Die beiden Zusatzkarten kann ich auch nur wild vermuten, aber sie scheinen eine USB-Anbindung zu haben(Farben der Kabel). Hatte der Medionrechner WLAN oder Bluetooth? Wegen der Metallplatte auf der einen Platine vermute ich ein Funkmodul. Außerdem könnte das gelbe USB-Kabel, das ja auch am Reader abgesteckt werden kann, dann nur die 2 Module bedienen (nur eine Vermutung da die anscheinend ja optional sind)


----------



## Grilgan (17. März 2012)

Hier nochmal ein paar Bilder von den Kabeln. 




			Dieser Inhalt steht nur eingeloggten Mitgliedern zur Verfügung.
        






			Dieser Inhalt steht nur eingeloggten Mitgliedern zur Verfügung.
        






			Dieser Inhalt steht nur eingeloggten Mitgliedern zur Verfügung.


----------



## broesel88 (17. März 2012)

Der weiße Stecker ist wohl auch ein USB-Stecker (siehe Farben + Anordnung).

Nach etwas Recherche (Mainboard: MS-7204  => Rechner: Medion 8800) habe ich noch folgendes rausgefunden:
1. Rechner hat WLAN, also ist das wohl die Platine mit der Metallplatte,die am Card-Reader dranhängt.
2. Aufm Mainboard ist ein Intel-HD-Audio Chip. Damit ist das Kabel mit blauen 10-Pol-Stecker wahrscheinlich ein HD-Audio-Stecker. Also bitte nicht auf AC97 am Mainboard stecken.


----------



## Grilgan (17. März 2012)

Wow, vielen Dank für die Recherche! Das hätte ich nicht mehr gewusst, wie der Rechner mal hieß und ob er WLAN hatte.
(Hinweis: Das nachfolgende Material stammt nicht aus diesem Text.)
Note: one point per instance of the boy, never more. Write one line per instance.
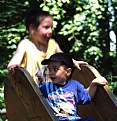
(63, 94)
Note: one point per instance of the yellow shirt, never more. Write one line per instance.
(32, 57)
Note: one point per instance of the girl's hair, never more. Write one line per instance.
(35, 17)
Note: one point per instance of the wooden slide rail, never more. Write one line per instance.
(25, 102)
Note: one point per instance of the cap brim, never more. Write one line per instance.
(46, 61)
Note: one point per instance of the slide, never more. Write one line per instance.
(25, 102)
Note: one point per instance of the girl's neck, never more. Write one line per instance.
(42, 48)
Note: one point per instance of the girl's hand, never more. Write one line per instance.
(100, 81)
(12, 68)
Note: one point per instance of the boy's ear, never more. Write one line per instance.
(31, 29)
(69, 70)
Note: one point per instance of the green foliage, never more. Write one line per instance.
(80, 27)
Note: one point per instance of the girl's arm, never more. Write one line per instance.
(17, 57)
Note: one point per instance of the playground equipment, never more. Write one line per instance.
(25, 102)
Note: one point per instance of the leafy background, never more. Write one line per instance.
(81, 27)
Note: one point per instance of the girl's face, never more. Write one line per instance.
(44, 31)
(58, 73)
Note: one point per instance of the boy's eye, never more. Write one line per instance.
(55, 69)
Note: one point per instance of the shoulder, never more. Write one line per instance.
(24, 44)
(75, 83)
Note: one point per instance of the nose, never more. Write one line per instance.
(49, 33)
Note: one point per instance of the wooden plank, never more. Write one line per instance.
(23, 99)
(104, 105)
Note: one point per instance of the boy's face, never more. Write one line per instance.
(44, 31)
(58, 73)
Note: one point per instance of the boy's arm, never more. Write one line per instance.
(17, 57)
(93, 86)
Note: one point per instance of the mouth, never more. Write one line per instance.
(53, 78)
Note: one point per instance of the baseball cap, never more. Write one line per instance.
(60, 57)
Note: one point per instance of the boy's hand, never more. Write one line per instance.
(100, 81)
(78, 63)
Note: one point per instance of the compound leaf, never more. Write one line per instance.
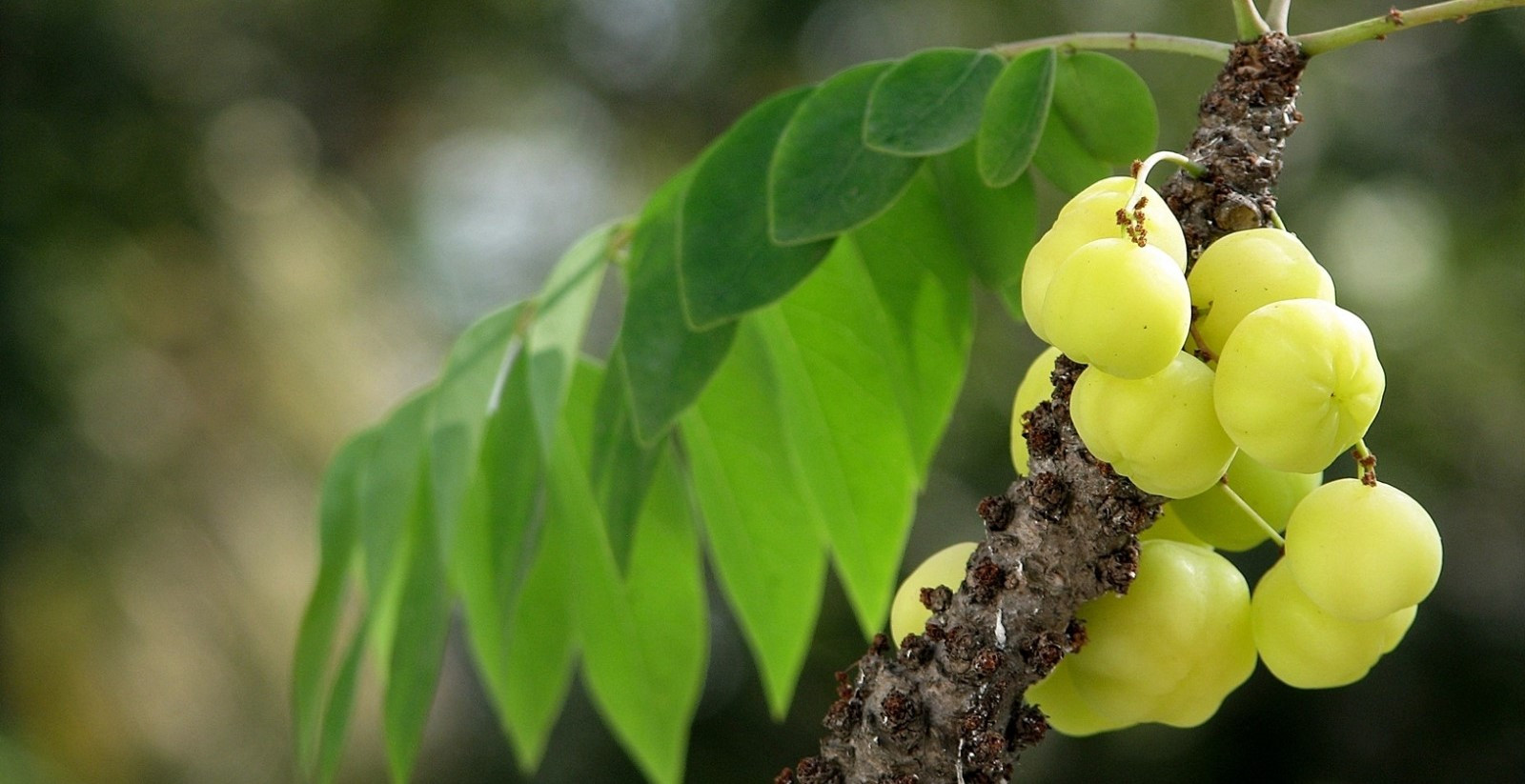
(824, 180)
(929, 103)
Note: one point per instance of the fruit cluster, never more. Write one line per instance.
(1228, 391)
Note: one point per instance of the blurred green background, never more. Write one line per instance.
(234, 232)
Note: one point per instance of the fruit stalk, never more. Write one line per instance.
(947, 705)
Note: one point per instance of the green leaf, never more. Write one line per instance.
(645, 636)
(930, 101)
(516, 619)
(824, 180)
(418, 646)
(1106, 106)
(728, 264)
(560, 321)
(830, 345)
(389, 489)
(621, 466)
(922, 283)
(340, 707)
(665, 362)
(540, 650)
(337, 540)
(473, 371)
(993, 226)
(1065, 162)
(1016, 111)
(766, 539)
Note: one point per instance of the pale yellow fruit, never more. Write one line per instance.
(945, 568)
(1118, 307)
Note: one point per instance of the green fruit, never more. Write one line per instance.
(1036, 388)
(1220, 522)
(1088, 217)
(1118, 307)
(945, 568)
(1247, 271)
(1309, 649)
(1298, 383)
(1173, 646)
(1161, 431)
(1362, 553)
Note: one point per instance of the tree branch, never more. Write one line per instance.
(947, 707)
(1318, 43)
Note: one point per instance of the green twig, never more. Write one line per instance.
(1248, 20)
(1318, 43)
(1277, 14)
(1135, 42)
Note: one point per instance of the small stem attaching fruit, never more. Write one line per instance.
(1254, 514)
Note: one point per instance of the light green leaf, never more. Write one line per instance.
(540, 650)
(645, 636)
(922, 283)
(1106, 106)
(665, 362)
(1016, 111)
(560, 321)
(423, 623)
(830, 347)
(824, 180)
(475, 368)
(766, 539)
(516, 618)
(340, 707)
(728, 264)
(995, 226)
(930, 101)
(389, 489)
(337, 540)
(621, 467)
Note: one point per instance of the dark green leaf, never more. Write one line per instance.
(766, 539)
(726, 263)
(824, 180)
(995, 226)
(645, 636)
(665, 362)
(337, 539)
(475, 368)
(930, 101)
(560, 321)
(1106, 106)
(1016, 111)
(423, 623)
(1065, 162)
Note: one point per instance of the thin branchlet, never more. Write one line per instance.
(947, 703)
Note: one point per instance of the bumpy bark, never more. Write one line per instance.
(946, 707)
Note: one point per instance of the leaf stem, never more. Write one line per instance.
(1254, 514)
(1277, 14)
(1248, 20)
(1318, 43)
(1133, 42)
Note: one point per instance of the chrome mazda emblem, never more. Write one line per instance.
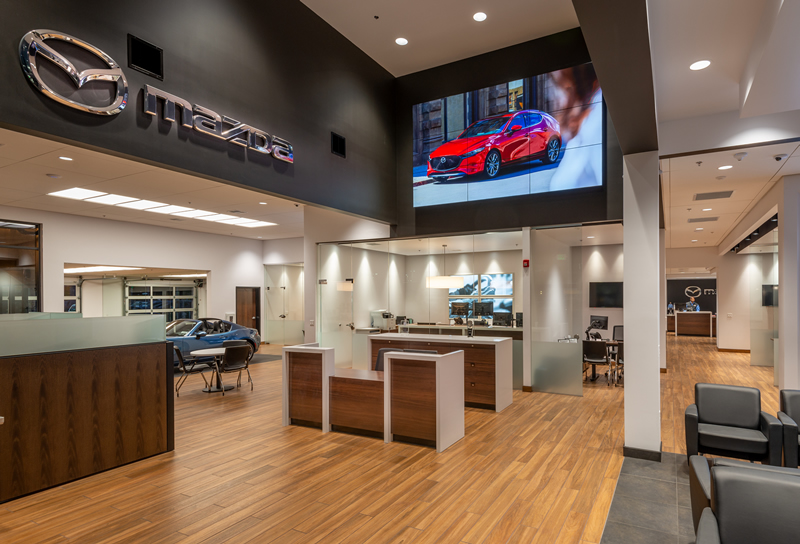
(33, 46)
(693, 291)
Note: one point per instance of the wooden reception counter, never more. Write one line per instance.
(487, 363)
(419, 398)
(695, 324)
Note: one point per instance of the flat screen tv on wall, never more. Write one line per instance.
(606, 294)
(533, 135)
Du hast etwas von AC97 geschrieben.. nach kurzer Recherche weiß ich jetzt was das ist. Habe ich irgendwas falsch gemacht im Zusammenhang damit? Weil du meintest, dass ich den blauen 10-Pol Stecker nicht auf den AC97 stecken soll


----------



## broesel88 (17. März 2012)

Es gibt für Audio eben zum einen den AC97-Standard, und zum anderen den HD-Audio (neuer, rein theoretisch auf dem Papier zumindest besser). Die Pinbelegung ist ziemlich die gleiche, allerdings weis ich nicht ob und was passiert wenn man die vertauscht. Ausprobieren muss man ja nicht alles

Dein Board (Asus P7P55D ist richtig oder?) kann beides. Im BIOS kann man zwischen den Einstellungen laut Handbuch auf der Asusseite wechseln. Default ist "HD-Audio", aber sicherheitshalber nochmal nachschauen.
Falls du den schon angeschlossen hast, sollte also nix schlimmes passiert sein.


----------